You Gotta Sell Self-Serve

It’s Think Tank season for AdMonsters and this past week we caught up with a number of publishers to talk through a range of topics thanks to ADvendio.

The pubs that joined us were what I would classify as mid-sized publishers–their operations teams are relatively small.

It was interesting to learn how the past few months went for publishers and a few common themes that emerged.

First, for many, it was an opportunity for their departments and companies to get organized. When business is slow, or at a full stop, it is the perfect time to reorganize and perhaps work on those projects one can never seem to get to.

WITH THE SUPPORT OF ADvendio
ADvendio is a leading Salesforce powered advertising management software for media buying and selling with solutions to handle complex campaigns across linear, digital, and combined deals.

For one publisher, the fact that sales wasn’t out selling was a double-edged sword. He recounted how idle salespeople started pulling reports and asking questions that they normally don’t ask.

“How does Google Ad Manager decide which creative to serve?” “How many browsers are there?” “How does frequency capping actually work?” Amazing to have an engaged sales team wanting to learn more. That is, until they start to become junior analysts and want to optimize and optimize and optimize…

It was also clear that the agencies these publishers worked with had used their Q2 and Q3 to think more about their media buys. As business comes back, “custom” is the new standard deal. Publishers are offering more custom packages and buyers are asking for more custom programs.

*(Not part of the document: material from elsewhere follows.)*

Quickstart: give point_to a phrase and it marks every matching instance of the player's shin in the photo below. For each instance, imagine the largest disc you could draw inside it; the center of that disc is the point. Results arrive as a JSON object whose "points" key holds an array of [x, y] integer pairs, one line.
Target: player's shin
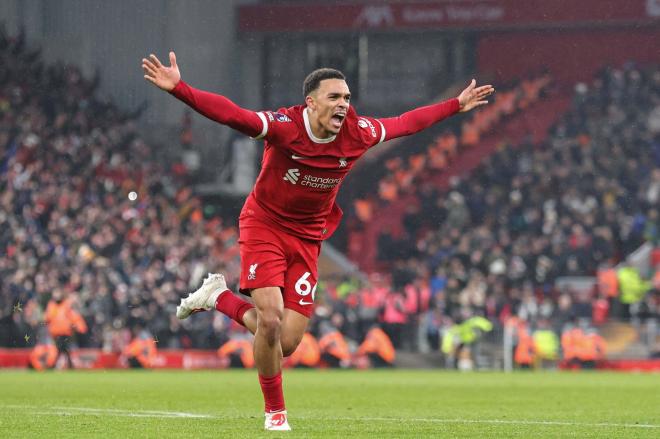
{"points": [[233, 307]]}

Bernd Bube, CEO of ADvendio shared some of the trends ADvendio is seeing with their clients and across the marketplace: “Programmatic brings great efficiencies, but there is still a need for sales and a need for a workflow to properly track and deliver on programmatic deals.

In other words in our industry, each step toward automation adds two manual steps to the process.

We talked as a group about the challenges of having a small team and workflow. All heads nodded in agreement when the struggle of creative collection and reporting came up.

“Build it and they will come” isn’t going to work for many publishers.

This led us to a discussion about self serve. Most of the publishers had attempted self serve in the past without much success. One commented that the deals that come in from self serve would sometimes get lost in the shuffle–if no one touches it, who gives it much mind?

The other was a lack of usage on the part of the buy-side. Agencies have grown accustomed to a certain level of service, even if all that effort isn’t needed.

It was at this point where something became clear to me. “Build it and they will come” isn’t going to work for many publishers. Yes, you want that storefront open for someone to buy on their own. But if you’re looking for real revenue gains, self-serve is something you have to sell.

Think about it. Those salespeople who started to actually pull their own reports can actually use the self-serve portal to do it themselves with the client. They can teach the client in the process how to do it. Incremental spend? Let’s do it together (sales and buyer) through the self-serve tools. Need a report? Yes, I can pull it for you, Miss Agency Person, but know the reports are always available to you. 

With that effort, you might just develop a habit and with it, operational efficiency. Operations people should be focused on the custom pieces that everyone wants now. Let’s make the standard stuff flow through quicker.